In [1]:
from transformers import AutoModelForCausalLM, AutoTokenizer, Trainer, TrainingArguments, BitsAndBytesConfig
from peft import get_peft_model, LoraConfig
import torch
from datasets import load_dataset

# Load the dataset
dataset = load_dataset('json', data_files={
    'train': '/home/rox/datasets/singlish/singlish_training_dataset2.jsonl',
    'validation': '/home/rox/datasets/singlish/singlish_validation_dataset2.jsonl'
})

# Define the model name
model_name = "/home/rox/llama-singlish/"

# Check if CUDA is available and set the device
device = torch.device("cuda" if torch.cuda.is_available() else "cpu")

# Load the tokenizer
tokenizer = AutoTokenizer.from_pretrained(model_name)

# Set the padding token
if tokenizer.pad_token is None:
    tokenizer.pad_token = tokenizer.eos_token

# Tokenize the dataset
def tokenize_function(examples):
    return tokenizer(examples["text"], padding="longest", truncation=True)

# Apply tokenization
tokenized_datasets = dataset.map(tokenize_function, batched=True)

# Configure quantization
quant_config = BitsAndBytesConfig(
    load_in_8bit=True  # Use 8-bit quantization to reduce memory usage
)

# Load the base model with quantization
model = AutoModelForCausalLM.from_pretrained(
    model_name,
    quantization_config=quant_config
)

# Configure the PEFT model
peft_config = LoraConfig(
    r=4,  # Reduce rank to 4 for lower memory usage
    lora_alpha=16,  # Lower scaling factor
    target_modules=["q_proj", "v_proj"],  # Make sure these are valid for LLaMA 3.1
    lora_dropout=0.1,  # Dropout rate for LoRA
    bias="none"
)

# Apply the PEFT configuration
peft_model = get_peft_model(model, peft_config)

# Trainer configuration
trainer = Trainer(
    model=peft_model,
    args=TrainingArguments(
        output_dir="./output",
        num_train_epochs=5,  # Reduce the number of epochs
        per_device_train_batch_size=2,  # Reduce batch size to fit in VRAM
        per_device_eval_batch_size=2,  # Reduce batch size
        gradient_accumulation_steps=4,  # Increase gradient accumulation steps
        warmup_steps=300,  # Lower warmup steps
        weight_decay=0.01,
        logging_dir="./logs",
        remove_unused_columns=False,
        fp16=True,  # Use mixed precision training
        dataloader_num_workers=2,  # Number of subprocesses to use for data loading
    ),
    train_dataset=tokenized_datasets["train"],
    eval_dataset=tokenized_datasets["validation"],
)

# Start training
trainer.train()

# Clear CUDA cache
torch.cuda.empty_cache()


`low_cpu_mem_usage` was None, now set to True since model is quantized.
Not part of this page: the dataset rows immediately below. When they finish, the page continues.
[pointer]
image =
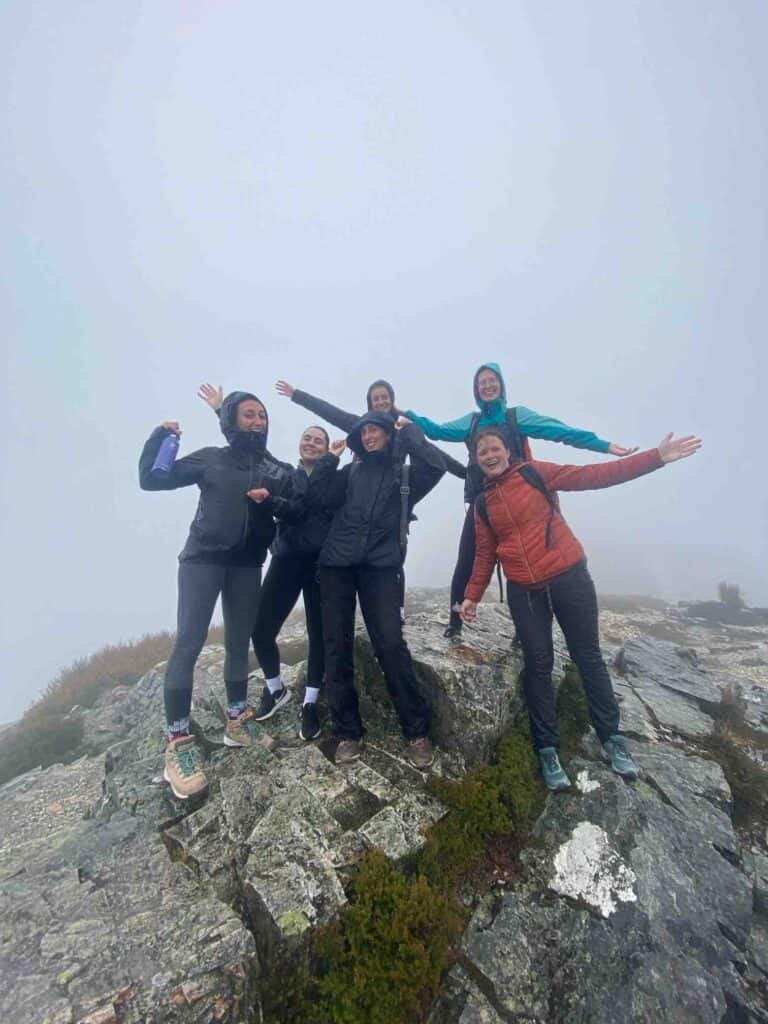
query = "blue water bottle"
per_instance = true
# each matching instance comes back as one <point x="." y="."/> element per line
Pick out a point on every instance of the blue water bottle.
<point x="166" y="455"/>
Loading checkpoint shards:   0%|          | 0/4 [00:00<?, ?it/s]

You shouldn't move a model that is dispatched using accelerate hooks.


ValueError: `.to` is not supported for `4-bit` or `8-bit` bitsandbytes models. Please use the model as it is, since the model has already been set to the correct devices and casted to the correct `dtype`.